I made it through the rest of that Sunday chastising myself for the most careless thing I had ever done since becoming a mother! On the other hand, I realized something very special had taken place, which relieved my dreadful feelings. For my baby to land in the middle of the basement floor meant that she flew out of the walker as it fell down the steps. She must have gone airborne through the open handrail and dropped about six feet to the concrete floor, without even a throw rug to soften her landing. And yet, here she was, fine. How was that possible? My brief but heart-felt prayer had been answered.

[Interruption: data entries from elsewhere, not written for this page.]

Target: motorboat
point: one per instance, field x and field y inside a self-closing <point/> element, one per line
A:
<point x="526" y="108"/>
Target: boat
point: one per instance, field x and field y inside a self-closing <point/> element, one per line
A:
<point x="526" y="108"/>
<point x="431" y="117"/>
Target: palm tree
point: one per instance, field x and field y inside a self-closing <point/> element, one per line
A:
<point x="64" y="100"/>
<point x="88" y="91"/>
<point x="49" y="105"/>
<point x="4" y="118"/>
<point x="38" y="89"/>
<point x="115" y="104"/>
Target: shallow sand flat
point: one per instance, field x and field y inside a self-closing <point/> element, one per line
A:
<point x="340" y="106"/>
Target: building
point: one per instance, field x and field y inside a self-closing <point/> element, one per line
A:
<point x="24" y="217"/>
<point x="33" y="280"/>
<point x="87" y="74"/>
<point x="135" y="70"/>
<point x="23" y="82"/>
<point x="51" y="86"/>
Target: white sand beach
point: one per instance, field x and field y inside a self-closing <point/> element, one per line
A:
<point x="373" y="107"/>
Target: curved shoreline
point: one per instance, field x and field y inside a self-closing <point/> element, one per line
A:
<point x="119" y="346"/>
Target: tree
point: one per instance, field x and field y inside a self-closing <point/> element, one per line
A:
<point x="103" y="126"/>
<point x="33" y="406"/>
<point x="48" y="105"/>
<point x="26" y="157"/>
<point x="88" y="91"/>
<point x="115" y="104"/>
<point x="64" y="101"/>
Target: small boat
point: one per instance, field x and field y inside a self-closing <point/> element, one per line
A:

During the days ahead, the horrible guilt subsided, and my baby continued to be fine and healthy. It was many years before I shared this story with anyone, for obvious reasons. I was reluctant to do so but yet was anxious to tell of the miracle that had taken place. Gratitude fills my heart now as I return to the present moment in my retirement home. Looking at the pictures in my collage of Lisa’s wedding, my son-in-law, and her two beautiful children, I’m no longer ashamed to tell this story. I know full well that none of this would have been possible without divine help on that day so long ago. I have come to believe that a very speedy angel caught my baby in mid-air and laid her softly on the concrete floor. There is no other possible explanation that comes into my mind after all these years. I often think of that Sunday and feel so special as I remember having my very own “angel in the basement.”
There are ever, for every soul, those that may be termed the guides or guardian angels that stand before the throne of grace and mercy.